People love people who make them feel good about themselves. This is the foundation of all teamwork. Strong teams are made of people who feel empowered to be the best version of themselves by teammates who believe in them and will back them up. This is especially true when things aren’t going great.

Poehler’s SNL team wasn’t under the illusion that every sketch killed. Many bombed. However, as a team, they (for fun!) looked up and rewatched the sketches that bombed the worst, and as a group delighted in watching “how hard everybody stayed in character… [ No matter how badly things were going,] my biggest sense of pride is that people could look to me as someone that had not left the room, physically or spiritually.” The lesson? “Don’t bail on your people… It’s what employees remember, what friends remember. They remember that you didn’t bail.”

So don’t quit on your team. And don’t let the no-sayers or the office snipers drag down the positive vibes you want to create on a team. A leader makes the team feel safe by being an advocate. The rest of the team will follow suit. Pretty soon, the rest of the world will know that when you’re a Jet, you’re a Jet for life. Or something about “family” from the Fast & Furious franchise. Whatever your team’s jam is.

Don't Bail On Your Team
Amy Poehler Not Bailing When The Skit Bombed While Holding A Bomb

Finding Creative Middle Child Leaders

Where are you going to find leaders for these creative teams? It’s possible that already have one floating around: helping others do good work, bolstering morale, and showing up with a shovel when things get messy. Likely, they won’t be the highest qualified managerial candidate when compared to your LinkedIn job post requirements, but they’ll be the ones that are missed most if they get hired away.

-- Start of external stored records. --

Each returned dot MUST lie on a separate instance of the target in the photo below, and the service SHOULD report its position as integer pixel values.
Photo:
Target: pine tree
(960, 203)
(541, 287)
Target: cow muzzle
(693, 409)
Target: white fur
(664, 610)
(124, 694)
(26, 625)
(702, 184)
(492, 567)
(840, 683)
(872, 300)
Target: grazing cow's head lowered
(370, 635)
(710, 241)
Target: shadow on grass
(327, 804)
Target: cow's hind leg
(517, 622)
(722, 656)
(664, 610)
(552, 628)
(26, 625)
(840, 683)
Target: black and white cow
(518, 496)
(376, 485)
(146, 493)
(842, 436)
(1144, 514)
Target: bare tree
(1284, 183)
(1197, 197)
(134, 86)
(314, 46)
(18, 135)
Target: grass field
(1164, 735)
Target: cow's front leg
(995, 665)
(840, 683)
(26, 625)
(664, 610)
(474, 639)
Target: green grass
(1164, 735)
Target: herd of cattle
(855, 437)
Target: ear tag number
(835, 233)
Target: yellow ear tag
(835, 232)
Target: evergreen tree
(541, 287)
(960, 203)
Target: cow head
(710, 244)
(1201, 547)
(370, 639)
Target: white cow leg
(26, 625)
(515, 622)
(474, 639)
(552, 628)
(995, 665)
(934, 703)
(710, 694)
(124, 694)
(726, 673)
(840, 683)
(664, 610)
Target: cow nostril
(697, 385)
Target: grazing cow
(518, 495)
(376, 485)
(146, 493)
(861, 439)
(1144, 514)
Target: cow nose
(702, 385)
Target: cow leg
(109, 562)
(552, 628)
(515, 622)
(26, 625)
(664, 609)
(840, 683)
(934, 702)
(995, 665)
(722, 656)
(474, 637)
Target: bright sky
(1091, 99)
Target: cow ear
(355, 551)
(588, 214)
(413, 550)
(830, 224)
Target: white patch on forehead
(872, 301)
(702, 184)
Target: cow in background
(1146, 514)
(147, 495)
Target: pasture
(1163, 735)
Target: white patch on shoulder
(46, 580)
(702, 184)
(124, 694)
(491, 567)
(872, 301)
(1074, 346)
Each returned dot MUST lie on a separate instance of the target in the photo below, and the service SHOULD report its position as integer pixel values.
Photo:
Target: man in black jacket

Widen your view. While middle children might still be plentiful, the education system and job market tend to create and reward specialists. Good generalists are harder to come by than ever. If you don’t find an example on-staff, start looking around for generalist practitioners (Hello there!), or grow one.

How do you grow your own generalist MCL? Choose a hard worker with a curious mind, a broad skillset, and a middle-child mentality, and then train them to lead. Start them on small projects with defined goals and give them part-time access to teammates who can help. Check in on progress. Give feedback and advice. Keep them away from anything that will radicalize them into hustle-and-grind bros. Teach them how to balance expectations with reality, honesty with empathy, acceptance with expectations, and that loyalty starts with leadership. You might create your next great leader. At worst, you’ll have created a loyal team member who feels valued by their boss.

Get In There. Start Creating.

Team creativity comes from smart people with a common goal, headed by a competent goal-oriented generalist who can lead with a middle-child mentality. If you’re building a creative team, get in the middle with them, engage them personally, provide them with productive feedback, and then get rolling towards creative solutions as a team.

Go get ‘em.

Footnotes

* A note on Lead From the Middle™: There is a whole pre-established trademarked idea of Lead From the Middle as it applies to helping middle managers lead inside large companies. This is not what I’m talking about when I say Middle Child Leaders “lead from the middle.” My version of LFTM isn’t based on hierarchy but on mindset. So I’m changing my initial draft from “Lead from the Middle” to “Middle Child Leadership”; not just because as a middle child, I see the advantages that come from being in the middle, but also because—while I value the insights of Scott Mautz—I don’t want to confuse anyone looking for mid-tier manager success.